I Configure Microsoft Azure. But I’m Called an Architect.
- Sunil Dutt Jha

- 20 hours ago
- 5 min read

What I Actually Do
I configure Microsoft Azure.
I configure subscriptions. I configure resource groups. I configure virtual networks. I configure subnets. I configure network security groups.
I configure Azure Active Directory / Entra ID. I configure roles and access. I configure App Services. I configure Azure Functions. I configure AKS. I configure SQL Database. I configure Storage Accounts.
I configure API Management. I configure Application Gateway. I configure Key Vault. I configure monitoring, logging, backup, scaling, and deployment pipelines.
I define environments. I configure access policies. I create landing zones. I design network zones. I select managed services. I create infrastructure templates. I coordinate with developers, DevOps teams, security teams, database teams, testing teams, and operations teams.
This is important work. But important work is not the same as architecture.
What My Work Really Is
My work is cloud configuration and infrastructure implementation. It shapes how Azure is set up. It shapes how systems are hosted, deployed, secured, scaled, monitored, and operated.
But cloud configuration is still implementation.
It is not the same as defining what the project must achieve, how decisions must flow, how system and sub-system logic must behave across rules, functions, data, UI, access, timing, and interactions, and what components must exist before cloud configuration begins.
So when I configure Microsoft Azure and call that architecture, I am stretching the word beyond what I am actually doing.
The Civil Construction Equivalent
This is like working on a 50-storey building and configuring construction utilities, power distribution, access control, elevators, HVAC zones, fire alarms, backup systems, and monitoring panels.
All of this matters.
But no one would say the person configuring building utilities is the architect of the building.

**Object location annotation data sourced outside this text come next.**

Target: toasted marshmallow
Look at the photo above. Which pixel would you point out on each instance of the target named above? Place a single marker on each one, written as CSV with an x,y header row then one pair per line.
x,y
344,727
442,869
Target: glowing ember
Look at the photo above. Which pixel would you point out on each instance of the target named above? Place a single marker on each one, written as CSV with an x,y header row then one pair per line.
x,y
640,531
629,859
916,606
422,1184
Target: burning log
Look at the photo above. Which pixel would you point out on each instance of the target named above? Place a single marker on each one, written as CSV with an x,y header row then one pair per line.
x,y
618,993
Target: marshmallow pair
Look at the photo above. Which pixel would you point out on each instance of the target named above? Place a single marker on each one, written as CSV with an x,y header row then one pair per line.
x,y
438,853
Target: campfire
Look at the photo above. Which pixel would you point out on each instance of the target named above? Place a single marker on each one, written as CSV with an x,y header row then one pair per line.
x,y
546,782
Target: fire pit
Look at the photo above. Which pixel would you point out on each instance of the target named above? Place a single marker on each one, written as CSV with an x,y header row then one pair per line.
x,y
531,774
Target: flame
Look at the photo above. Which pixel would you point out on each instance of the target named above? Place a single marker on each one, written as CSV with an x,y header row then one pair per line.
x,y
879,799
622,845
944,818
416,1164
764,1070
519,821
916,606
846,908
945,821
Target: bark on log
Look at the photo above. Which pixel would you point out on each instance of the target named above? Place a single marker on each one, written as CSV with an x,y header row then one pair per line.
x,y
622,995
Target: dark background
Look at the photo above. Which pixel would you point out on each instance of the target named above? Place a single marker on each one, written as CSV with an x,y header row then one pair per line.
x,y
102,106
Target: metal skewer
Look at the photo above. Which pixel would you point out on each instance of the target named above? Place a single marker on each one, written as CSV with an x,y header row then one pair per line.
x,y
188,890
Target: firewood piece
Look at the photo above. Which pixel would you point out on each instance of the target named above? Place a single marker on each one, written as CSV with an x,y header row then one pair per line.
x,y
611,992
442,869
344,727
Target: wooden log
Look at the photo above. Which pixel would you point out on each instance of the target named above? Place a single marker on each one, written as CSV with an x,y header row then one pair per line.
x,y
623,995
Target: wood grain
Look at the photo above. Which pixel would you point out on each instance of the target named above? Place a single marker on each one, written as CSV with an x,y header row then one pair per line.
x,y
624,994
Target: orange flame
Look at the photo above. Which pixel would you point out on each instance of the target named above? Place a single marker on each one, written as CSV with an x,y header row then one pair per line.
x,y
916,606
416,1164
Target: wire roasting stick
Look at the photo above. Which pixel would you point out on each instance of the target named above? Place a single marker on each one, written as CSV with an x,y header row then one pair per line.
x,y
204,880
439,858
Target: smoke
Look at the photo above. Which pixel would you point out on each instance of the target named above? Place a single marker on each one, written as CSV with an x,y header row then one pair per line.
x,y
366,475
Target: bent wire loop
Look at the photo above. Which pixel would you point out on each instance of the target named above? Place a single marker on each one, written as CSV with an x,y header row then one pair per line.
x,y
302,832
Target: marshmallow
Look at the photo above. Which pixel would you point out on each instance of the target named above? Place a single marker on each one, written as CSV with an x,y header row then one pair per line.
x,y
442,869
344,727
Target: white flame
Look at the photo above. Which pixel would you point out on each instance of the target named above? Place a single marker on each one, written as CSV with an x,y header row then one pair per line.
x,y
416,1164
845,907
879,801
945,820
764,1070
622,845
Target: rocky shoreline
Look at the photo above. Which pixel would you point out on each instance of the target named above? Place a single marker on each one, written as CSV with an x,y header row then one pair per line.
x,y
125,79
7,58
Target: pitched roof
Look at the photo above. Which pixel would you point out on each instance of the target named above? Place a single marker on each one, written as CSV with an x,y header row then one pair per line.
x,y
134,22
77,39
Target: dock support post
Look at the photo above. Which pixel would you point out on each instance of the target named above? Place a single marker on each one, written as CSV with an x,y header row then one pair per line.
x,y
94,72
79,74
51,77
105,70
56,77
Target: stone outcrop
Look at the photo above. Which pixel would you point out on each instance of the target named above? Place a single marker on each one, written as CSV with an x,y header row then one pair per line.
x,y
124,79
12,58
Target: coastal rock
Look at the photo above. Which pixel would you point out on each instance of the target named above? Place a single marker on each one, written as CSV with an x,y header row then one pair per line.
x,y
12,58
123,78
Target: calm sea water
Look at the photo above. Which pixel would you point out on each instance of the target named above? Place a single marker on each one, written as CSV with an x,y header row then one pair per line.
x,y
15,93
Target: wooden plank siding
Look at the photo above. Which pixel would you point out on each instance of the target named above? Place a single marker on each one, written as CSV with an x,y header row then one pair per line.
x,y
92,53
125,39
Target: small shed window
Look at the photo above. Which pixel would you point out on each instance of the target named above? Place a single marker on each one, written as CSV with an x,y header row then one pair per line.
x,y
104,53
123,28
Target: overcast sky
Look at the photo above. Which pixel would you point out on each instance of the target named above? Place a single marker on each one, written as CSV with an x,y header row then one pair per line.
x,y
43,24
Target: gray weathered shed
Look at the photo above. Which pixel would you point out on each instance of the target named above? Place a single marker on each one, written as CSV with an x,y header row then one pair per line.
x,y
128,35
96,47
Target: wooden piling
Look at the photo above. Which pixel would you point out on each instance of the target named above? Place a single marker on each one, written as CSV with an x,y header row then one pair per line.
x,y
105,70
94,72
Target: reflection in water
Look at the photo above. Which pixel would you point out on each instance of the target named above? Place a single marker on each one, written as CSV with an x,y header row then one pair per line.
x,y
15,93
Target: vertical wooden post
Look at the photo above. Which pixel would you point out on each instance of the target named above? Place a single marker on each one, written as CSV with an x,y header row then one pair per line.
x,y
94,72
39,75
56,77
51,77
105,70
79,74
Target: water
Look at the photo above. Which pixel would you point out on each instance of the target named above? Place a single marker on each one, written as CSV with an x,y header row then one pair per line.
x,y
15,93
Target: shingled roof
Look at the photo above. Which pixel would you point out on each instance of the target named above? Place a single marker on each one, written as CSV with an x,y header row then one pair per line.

The architect defines what the building is meant to be, how floors are organized, how people move, how functions are distributed, how load flows, how safety works, and how the building behaves as one whole.
Azure configuration is like deciding the construction and utility environment. It does not define the building. That is the same distinction here.
The Azure Project Distortion
In many cloud projects, this distinction disappears. Because Azure is powerful, flexible, and enterprise-grade, the person configuring Azure starts to feel like the architect.
And the organization reinforces that feeling.
If I design subscriptions, landing zones, virtual networks, AKS, App Services, SQL Database, Key Vault, API Management, CI/CD, observability, and security controls, it looks like I am architecting the system.
If I understand cloud patterns, identity, access, availability zones, failover, encryption, scalability, cost management, and deployment automation, it looks like I am defining structure.
But what I am actually doing is configuring how the system will be hosted, deployed, secured, and operated.
That is not the same as defining the project anatomy.
What Is Usually Missing
Before Azure configuration begins, P1–P4 of the same project should already be explicit.
P1 is Strategy: the direction and value outcomes the project must achieve.
P2 is Process: the sequence of activities required to realize the strategy.
P3 is Systems / Logic: the systems and sub-system logic that execute or enforce the business flow — including data logic, rule logic, function logic, access logic, UI logic, timing logic, and interaction logic.
P4 is Component Specifications: the parts that make those systems real — data, functions, rules, events, interfaces, UI, network, and other component specifications.
In many Azure projects, this does not happen clearly. So cloud configuration starts filling the gap.
The infrastructure becomes the place where the project is “figured out”. That is where the distortion begins.
A Bank Lending Example
Take a bank lending platform being built on Microsoft Azure.
I configure API Management. I configure Azure Functions. I configure Azure SQL Database. I configure Blob Storage.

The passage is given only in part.